More than 2,000 crowdfunding sites have sprung up to try to
catch the wave of this rapidly growing industry, says Howard Orloff, vice
president of Zacks CF Research and founder of Crowdfunding-Website-Reviews.com.
Of those, many are start-ups with little staying power and many are aimed at
businesses seeking capital rather than personal causes. Some, like Kickstarter,
one of the best known sites, don't allow personal fundraising.
Regardless of type, the sites make money by taking a
percentage of pledges, which results in either a donation being reduced when it
reaches the recipient or a surcharge added to the donor so the recipient gets
the net amount pledged.
But when it comes to raising money for charity, that may be
changing. On Dec. 15, popular crowdfunding site Indiegogo, which typically
charges 4 percent to 9 percent (plus fees for PayPal or credit card
processing), decided to drop the fee for personal fundraisers. Users of its new
IndiegogoLife service only have to sacrifice the 3 percent taken by the credit
Indiegogo co-founder Danae Ringelmann says the company
didn't want those who were in need of charity to be subject to the same charges
as those trying to launch a business. Dropping that platform fee is a
"game-changer" in the world of crowdfunding. Smaller sites [like
YouCaring.com and Tilt.com] have offered no-fee crowdfunding for a while but
none with website traffic, and public trust, anywhere near Indiegogo.

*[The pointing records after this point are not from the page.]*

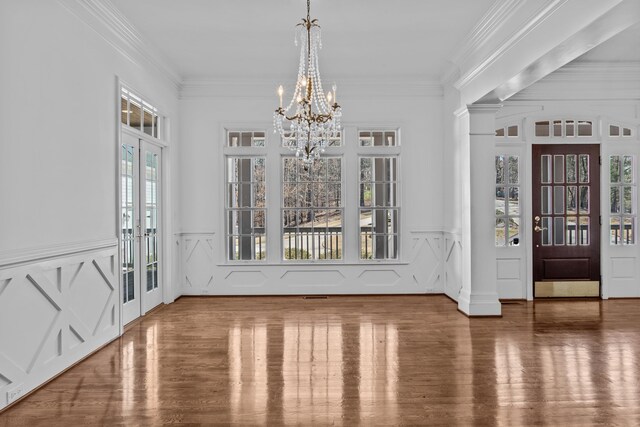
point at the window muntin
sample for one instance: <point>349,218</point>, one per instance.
<point>616,131</point>
<point>378,138</point>
<point>139,114</point>
<point>312,212</point>
<point>507,201</point>
<point>563,128</point>
<point>334,141</point>
<point>379,207</point>
<point>245,139</point>
<point>622,199</point>
<point>246,212</point>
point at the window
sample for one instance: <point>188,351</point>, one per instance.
<point>245,139</point>
<point>378,138</point>
<point>312,209</point>
<point>245,208</point>
<point>508,131</point>
<point>379,212</point>
<point>622,191</point>
<point>563,128</point>
<point>507,230</point>
<point>619,131</point>
<point>139,114</point>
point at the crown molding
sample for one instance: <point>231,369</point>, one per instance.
<point>613,81</point>
<point>106,20</point>
<point>263,88</point>
<point>500,12</point>
<point>538,17</point>
<point>597,71</point>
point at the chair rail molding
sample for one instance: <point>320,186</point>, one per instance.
<point>55,311</point>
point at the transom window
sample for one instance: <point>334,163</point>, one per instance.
<point>312,209</point>
<point>245,208</point>
<point>563,128</point>
<point>139,114</point>
<point>566,199</point>
<point>310,199</point>
<point>379,210</point>
<point>619,131</point>
<point>507,231</point>
<point>622,201</point>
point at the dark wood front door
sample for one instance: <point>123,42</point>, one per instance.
<point>566,210</point>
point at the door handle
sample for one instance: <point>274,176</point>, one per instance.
<point>537,227</point>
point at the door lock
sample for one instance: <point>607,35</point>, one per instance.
<point>536,224</point>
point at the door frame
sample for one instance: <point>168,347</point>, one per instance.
<point>164,225</point>
<point>597,147</point>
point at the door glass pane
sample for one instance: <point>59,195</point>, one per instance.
<point>572,199</point>
<point>614,230</point>
<point>513,169</point>
<point>514,202</point>
<point>547,229</point>
<point>628,231</point>
<point>627,200</point>
<point>558,169</point>
<point>572,230</point>
<point>128,224</point>
<point>558,234</point>
<point>584,200</point>
<point>615,200</point>
<point>500,172</point>
<point>572,176</point>
<point>514,231</point>
<point>558,200</point>
<point>558,227</point>
<point>583,236</point>
<point>500,232</point>
<point>545,169</point>
<point>583,168</point>
<point>500,203</point>
<point>614,169</point>
<point>546,200</point>
<point>151,223</point>
<point>627,169</point>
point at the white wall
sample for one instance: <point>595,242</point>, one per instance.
<point>204,116</point>
<point>59,274</point>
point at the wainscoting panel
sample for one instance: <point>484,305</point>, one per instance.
<point>52,314</point>
<point>203,272</point>
<point>452,262</point>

By contrast, collecting the old-fashioned way - by accepting
cash in person or checks to be deposited in a bank - usually involves no extra
costs, although some banking fees may apply depending on the kind of account
you choose. But real-world collecting like that has limitations of reach, and
not much possibility of the campaign going viral.
With crowdfunding, if the cause is popular enough to land on
the home page of one of the more popular sites it can go pretty wild.